When the Serenissima gets older
Since the beginning, water has fashioned Venice, with the charm of its canals and the bravery of its navigators, beginning with Marco Polo. Water could also be what leads the city to its loss. How much longer will this island city (118 islets over 50 km2) located in the Venetian Lagoon be able to suffer the ever more violent whims of the Adriatic Sea? The Great Flood of November 1966 – which saw the water level of St. Mark’s Square rise 1.93 metres – is unfortunately no longer an exception: high tides are multiplying and may now reach three metres. However, they are not the only cause of the city’s degradation. The construction of the “tanker channel”, digging of 6,000 wells under the lagoon and the annual loss of one million m3 of sediment that can no longer be secured due to the constant traffic of boats are all elements threatening the bridges, docks, and foundations of homes and historical buildings. During the 30 years in which various players have consulted, hesitated and dithered to find a solution, Venice has continued to sink (15 cm between 1970 and 2000). An ambitious project has come to light – MOSE.

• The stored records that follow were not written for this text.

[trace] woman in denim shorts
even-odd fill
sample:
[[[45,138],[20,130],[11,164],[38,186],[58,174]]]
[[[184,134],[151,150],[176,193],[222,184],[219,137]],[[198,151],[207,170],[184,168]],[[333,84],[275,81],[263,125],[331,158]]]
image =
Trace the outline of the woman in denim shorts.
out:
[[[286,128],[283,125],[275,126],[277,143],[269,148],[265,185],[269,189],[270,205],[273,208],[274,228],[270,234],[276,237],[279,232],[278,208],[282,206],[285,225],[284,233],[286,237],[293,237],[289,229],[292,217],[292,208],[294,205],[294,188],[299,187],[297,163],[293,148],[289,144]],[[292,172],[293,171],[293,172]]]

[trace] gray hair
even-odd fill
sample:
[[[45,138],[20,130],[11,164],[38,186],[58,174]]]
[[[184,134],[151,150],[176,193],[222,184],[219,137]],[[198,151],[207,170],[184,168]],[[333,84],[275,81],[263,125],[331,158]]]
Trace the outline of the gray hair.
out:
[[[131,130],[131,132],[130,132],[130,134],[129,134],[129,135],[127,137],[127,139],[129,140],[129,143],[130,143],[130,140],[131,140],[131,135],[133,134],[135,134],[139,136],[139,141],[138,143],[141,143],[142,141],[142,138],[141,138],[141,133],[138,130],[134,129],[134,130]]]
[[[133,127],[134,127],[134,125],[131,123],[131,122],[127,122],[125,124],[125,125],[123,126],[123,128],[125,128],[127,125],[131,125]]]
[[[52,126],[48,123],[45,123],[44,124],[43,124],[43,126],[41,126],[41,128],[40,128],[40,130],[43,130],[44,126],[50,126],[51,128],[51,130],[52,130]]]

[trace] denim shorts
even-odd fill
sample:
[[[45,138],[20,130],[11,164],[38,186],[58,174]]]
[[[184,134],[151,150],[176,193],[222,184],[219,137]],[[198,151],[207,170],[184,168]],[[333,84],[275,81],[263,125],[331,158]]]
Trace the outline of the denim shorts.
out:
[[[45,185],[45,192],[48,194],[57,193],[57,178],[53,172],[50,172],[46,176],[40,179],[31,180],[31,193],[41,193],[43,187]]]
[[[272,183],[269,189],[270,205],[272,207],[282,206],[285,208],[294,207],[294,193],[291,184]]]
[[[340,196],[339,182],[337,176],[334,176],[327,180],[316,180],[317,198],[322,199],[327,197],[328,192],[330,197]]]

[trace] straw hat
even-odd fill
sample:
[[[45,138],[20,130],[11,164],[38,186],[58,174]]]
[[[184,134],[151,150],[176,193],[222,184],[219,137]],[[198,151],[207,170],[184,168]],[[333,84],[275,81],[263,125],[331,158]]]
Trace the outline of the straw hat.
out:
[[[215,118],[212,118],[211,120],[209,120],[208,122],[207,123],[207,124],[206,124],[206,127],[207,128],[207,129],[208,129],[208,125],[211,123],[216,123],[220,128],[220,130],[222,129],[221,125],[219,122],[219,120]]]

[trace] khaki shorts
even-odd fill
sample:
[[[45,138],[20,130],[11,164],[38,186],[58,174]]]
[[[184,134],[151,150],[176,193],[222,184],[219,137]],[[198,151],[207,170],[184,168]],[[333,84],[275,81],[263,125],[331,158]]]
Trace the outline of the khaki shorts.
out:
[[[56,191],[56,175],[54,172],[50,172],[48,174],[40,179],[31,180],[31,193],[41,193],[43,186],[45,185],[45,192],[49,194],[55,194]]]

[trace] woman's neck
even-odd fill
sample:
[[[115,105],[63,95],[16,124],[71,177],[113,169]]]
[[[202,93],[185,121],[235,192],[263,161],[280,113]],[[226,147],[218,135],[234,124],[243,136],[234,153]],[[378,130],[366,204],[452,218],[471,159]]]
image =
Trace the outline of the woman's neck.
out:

A (controversial) project up to the challenge
There are many who have made their contribution with multiple plans, programs and others for Venice, such as UNESCO and the Ministry of Infrastructure. This is how the Modulo Sperimental Elettromeccanico Mose (pronounced Moise in Italian) stands out… Since 2003, engineers and technicians have been working on a system of movable valves to prevent the water from passing through. This is a gigantic project: construction of 78 dikes (each 20 m wide and 25 m long) over a distance of 1600 metres between the Adriatic and the lagoon, which will rise, thanks to its movable valves, once the level of the tide exceeds 110 cm. With this electromechanical challenge, Venice is once again talking about it… but not necessarily for the right reasons: the project’s cost has ballooned by four (1.8 billion to 5.5 billion euros between 2003 and today), financial scandal tarnishing one hundred people, significant delay in delivery, collateral problems that may damage the lagoon’s ecosystem.
While some are confident in the skills of the Venetians – who have already shown, over 1,500 years ago, their ingenuity in construction, in particular houses on stilts – others are more circumspect about the chances of success in saving the Venetian palace and canals. Would these be the same people who decided in 2013 to launch the ambitious “Venice Time Machine” project, consisting of digitizing 80 km of archives of the Serenissima, convinced that tomorrow Venice will only be visited virtually?